The Pierce County Executive and the County Council, who are undergoing a review of their own salaries, have ratified a contract with the county’s jail workers.
The agreement, approved retroactively for 2011 and 2012, was accepted by the council and signed by County Executive Pat McCarthy Aug. 6.
Members of the Pierce County Corrections Guild will receive a 2.5 percent wage adjustment effective Jan. 1, 2011. The contract also calls for the county to pay about $1,064 in monthy premiums for healthcare insurance. The employees will pay $64 or $32 a month, depending on which plan they participate in.
The guild has about 300 members. One of them, Bruce Minker, is running against McCarthy in her bid for re-election in the general election in November.
Meanwhile, the county’s Citizens Committee on Salaries for Elected Officials has begun meeting to determine whether pay raises are in order for 11 officeholders in county government.
The commission will issue salary recommendations for the seven council members, the executive, the auditor and the sheriff.
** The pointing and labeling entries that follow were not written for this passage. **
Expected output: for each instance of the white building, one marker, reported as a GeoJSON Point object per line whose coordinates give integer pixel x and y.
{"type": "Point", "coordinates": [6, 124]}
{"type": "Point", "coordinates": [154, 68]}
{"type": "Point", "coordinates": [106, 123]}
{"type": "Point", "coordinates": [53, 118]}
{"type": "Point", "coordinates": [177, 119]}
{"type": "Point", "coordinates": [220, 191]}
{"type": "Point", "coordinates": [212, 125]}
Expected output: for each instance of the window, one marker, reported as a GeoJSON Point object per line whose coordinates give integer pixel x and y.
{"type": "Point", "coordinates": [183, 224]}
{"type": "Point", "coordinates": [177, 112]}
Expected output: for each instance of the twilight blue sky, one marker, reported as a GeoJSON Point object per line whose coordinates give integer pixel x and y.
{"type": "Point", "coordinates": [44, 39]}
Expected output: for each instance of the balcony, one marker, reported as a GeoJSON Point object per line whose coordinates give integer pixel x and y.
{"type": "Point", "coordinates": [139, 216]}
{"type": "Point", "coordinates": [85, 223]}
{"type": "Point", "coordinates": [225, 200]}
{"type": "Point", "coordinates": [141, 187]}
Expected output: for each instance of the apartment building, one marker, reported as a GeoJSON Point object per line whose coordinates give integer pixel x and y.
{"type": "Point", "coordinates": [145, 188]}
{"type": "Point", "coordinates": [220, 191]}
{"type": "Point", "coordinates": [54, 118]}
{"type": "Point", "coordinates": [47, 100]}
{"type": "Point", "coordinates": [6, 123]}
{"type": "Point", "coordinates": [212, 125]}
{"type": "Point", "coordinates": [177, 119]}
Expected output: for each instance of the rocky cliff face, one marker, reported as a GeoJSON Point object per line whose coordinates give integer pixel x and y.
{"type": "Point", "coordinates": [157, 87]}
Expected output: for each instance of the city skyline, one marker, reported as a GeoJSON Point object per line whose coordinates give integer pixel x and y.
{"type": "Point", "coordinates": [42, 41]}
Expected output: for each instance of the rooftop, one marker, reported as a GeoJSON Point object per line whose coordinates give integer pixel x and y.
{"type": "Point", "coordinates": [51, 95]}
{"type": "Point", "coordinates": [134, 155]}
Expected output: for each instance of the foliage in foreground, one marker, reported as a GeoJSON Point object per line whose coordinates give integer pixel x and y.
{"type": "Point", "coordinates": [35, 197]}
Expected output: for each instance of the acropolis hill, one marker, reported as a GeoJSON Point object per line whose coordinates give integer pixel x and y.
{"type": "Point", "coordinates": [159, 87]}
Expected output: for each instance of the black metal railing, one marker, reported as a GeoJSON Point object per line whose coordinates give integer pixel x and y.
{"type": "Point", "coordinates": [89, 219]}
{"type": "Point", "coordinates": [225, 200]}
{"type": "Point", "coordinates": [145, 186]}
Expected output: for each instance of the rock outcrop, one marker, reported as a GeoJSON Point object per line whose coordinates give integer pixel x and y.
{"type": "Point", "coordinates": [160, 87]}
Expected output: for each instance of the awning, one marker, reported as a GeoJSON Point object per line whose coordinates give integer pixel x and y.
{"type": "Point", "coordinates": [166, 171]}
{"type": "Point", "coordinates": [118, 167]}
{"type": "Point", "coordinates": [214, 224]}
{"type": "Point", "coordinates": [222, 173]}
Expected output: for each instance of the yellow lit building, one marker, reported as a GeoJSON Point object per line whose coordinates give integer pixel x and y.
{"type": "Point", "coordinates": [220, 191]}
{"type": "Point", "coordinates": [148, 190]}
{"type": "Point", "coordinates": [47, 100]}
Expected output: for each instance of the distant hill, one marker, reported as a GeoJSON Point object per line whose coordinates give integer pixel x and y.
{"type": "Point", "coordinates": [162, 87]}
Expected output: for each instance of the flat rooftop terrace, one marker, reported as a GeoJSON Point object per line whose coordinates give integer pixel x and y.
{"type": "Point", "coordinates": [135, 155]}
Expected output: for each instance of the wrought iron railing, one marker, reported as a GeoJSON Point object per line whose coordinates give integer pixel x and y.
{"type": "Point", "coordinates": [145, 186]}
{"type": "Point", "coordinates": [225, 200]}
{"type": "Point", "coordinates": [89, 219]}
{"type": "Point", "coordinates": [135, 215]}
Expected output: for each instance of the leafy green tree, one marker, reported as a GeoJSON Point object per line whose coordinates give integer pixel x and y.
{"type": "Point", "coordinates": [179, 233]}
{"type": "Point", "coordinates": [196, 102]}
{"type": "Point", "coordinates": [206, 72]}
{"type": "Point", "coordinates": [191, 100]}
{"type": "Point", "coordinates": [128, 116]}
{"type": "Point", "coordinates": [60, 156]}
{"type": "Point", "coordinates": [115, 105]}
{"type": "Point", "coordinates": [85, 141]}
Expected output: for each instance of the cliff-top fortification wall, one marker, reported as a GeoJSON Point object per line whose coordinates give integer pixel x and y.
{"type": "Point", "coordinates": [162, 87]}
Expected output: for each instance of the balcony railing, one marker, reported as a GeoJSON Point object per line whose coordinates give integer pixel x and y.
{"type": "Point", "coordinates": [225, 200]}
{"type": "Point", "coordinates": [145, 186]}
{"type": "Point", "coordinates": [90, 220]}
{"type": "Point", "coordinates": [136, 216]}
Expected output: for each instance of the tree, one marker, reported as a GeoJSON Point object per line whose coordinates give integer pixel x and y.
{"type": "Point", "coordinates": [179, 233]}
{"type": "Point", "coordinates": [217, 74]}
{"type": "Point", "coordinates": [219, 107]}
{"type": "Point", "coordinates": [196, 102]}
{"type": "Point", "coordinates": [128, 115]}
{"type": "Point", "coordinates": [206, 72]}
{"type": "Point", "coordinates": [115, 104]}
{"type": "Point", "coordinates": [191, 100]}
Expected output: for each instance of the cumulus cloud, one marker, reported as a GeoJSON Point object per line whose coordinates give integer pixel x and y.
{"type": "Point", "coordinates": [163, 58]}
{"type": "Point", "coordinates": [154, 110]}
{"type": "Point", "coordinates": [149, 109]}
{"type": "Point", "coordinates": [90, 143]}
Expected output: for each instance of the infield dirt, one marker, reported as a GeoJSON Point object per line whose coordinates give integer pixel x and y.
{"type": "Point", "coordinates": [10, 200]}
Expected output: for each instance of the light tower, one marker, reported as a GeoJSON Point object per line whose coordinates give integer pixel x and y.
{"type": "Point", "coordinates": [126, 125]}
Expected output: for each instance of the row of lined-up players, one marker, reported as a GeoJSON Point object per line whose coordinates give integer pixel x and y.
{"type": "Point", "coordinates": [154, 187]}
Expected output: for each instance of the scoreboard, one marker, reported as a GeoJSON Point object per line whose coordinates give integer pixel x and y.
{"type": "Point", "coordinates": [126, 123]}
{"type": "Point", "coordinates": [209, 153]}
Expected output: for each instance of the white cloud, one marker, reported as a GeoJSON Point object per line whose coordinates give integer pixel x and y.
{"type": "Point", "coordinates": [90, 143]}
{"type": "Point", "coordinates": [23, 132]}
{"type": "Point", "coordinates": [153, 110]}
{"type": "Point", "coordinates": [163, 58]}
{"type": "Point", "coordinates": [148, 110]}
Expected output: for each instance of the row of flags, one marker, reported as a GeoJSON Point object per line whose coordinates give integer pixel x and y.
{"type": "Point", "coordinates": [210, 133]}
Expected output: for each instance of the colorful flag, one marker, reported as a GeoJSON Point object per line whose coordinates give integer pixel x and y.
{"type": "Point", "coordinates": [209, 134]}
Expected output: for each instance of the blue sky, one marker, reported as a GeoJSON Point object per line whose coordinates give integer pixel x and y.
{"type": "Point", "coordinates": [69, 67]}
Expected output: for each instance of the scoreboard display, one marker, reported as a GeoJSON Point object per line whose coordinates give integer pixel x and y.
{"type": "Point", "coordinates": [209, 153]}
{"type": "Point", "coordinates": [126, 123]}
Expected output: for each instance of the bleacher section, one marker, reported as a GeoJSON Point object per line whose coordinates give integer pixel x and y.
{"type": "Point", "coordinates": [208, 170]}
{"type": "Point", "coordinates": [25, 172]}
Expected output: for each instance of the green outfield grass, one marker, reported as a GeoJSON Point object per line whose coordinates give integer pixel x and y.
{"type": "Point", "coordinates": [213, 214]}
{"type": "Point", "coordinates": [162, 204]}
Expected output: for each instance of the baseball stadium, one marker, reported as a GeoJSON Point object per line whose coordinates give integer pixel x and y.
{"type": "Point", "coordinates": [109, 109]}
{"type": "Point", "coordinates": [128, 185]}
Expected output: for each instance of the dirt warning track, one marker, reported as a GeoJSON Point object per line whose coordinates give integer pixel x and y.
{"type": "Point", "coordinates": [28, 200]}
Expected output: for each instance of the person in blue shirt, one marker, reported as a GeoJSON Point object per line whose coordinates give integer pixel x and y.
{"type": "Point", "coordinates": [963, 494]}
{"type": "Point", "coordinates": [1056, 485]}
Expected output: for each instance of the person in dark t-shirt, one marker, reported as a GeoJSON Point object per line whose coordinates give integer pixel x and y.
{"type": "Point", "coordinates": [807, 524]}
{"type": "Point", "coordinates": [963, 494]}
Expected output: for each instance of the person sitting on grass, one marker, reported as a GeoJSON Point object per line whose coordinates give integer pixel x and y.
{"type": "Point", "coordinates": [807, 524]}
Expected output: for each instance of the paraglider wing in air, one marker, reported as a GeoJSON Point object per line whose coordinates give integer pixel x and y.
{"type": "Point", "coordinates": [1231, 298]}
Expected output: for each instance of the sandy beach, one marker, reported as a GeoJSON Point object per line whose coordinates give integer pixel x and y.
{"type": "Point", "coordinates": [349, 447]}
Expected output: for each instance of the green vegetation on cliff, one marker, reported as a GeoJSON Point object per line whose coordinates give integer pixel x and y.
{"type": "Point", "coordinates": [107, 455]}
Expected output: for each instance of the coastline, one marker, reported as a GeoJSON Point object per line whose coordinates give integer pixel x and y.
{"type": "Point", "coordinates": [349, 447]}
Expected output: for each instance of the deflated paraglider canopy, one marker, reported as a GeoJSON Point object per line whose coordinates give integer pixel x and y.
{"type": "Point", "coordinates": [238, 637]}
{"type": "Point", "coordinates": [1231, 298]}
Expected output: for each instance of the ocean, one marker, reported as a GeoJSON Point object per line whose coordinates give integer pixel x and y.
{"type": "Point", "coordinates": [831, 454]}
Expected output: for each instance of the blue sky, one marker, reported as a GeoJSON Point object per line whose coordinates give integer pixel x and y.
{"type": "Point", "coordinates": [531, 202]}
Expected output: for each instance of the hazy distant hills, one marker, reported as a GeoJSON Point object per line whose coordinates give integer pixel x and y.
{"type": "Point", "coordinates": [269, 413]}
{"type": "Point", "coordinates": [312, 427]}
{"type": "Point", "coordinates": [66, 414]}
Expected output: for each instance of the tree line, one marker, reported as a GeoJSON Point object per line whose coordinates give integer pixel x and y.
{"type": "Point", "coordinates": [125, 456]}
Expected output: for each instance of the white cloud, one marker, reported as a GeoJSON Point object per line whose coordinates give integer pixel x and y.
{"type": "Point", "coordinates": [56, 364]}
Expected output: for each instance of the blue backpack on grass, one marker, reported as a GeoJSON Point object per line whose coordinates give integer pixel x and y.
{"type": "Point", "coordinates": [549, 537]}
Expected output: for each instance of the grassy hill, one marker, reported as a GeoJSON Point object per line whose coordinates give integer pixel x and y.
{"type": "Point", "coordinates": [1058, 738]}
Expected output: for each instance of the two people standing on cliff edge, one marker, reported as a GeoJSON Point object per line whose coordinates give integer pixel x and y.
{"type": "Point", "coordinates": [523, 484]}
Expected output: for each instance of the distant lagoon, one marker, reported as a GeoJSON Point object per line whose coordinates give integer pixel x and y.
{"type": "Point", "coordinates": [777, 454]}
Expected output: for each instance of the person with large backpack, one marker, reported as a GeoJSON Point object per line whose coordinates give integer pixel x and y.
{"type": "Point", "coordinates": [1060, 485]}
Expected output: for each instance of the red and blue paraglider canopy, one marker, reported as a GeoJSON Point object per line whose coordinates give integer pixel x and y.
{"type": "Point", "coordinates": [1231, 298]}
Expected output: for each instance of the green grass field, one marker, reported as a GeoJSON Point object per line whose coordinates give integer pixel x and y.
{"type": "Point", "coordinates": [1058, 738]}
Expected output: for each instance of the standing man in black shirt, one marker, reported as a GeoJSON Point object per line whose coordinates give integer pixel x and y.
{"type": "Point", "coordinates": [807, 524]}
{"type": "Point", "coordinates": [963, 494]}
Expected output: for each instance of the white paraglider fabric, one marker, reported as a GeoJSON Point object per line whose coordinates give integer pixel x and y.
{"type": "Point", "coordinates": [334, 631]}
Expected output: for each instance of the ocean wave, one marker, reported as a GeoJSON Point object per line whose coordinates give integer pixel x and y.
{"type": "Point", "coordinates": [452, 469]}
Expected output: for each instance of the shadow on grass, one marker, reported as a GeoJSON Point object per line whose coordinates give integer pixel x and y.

Under the county charter, council salaries are fixed at 60 percent of the executive’s salary. McCarthy is paid $179,336 a year. Council members make $107,602.
The other annual salaries are about $126,000 apiece for the assessor-treasurer, auditor and sheriff.
Salaries for the county’s judges and prosecuting attorney, who also are elected, are set by state law. The county salary commission has no input on them.
The commissin began a series of monthly meetings in July. Still to come are meetings Sept. 26, Oct. 24, Nov. 28 and Dec. 26, all at 5 p.m. in conference room D of the Hess Building at 901 Tacoma Ave. S. in Tacoma.
Six of the commission’s 10 members were selected by lot from voter registration rolls. The remaining four – representing labor, legal, business and human resources organizations – were nominated by the executive and confirmed by the council.
Last year, the council accepted McCarthy’s request to halt automatic raises of 3 percent for the executive, council members, assessor-treasurer, sheriff and auditor. She said that was the fair thing to do because of budget constrictions and labor negotiations in which employees were being asked to make concessions.
Councilwoman Joyce McDonald noted that the commission’s meetings are “open to the public,” as required by an ordinance governing the commission that calls for public input before any final recommendations.
“This is a healthy and transparent process,” McDonald said.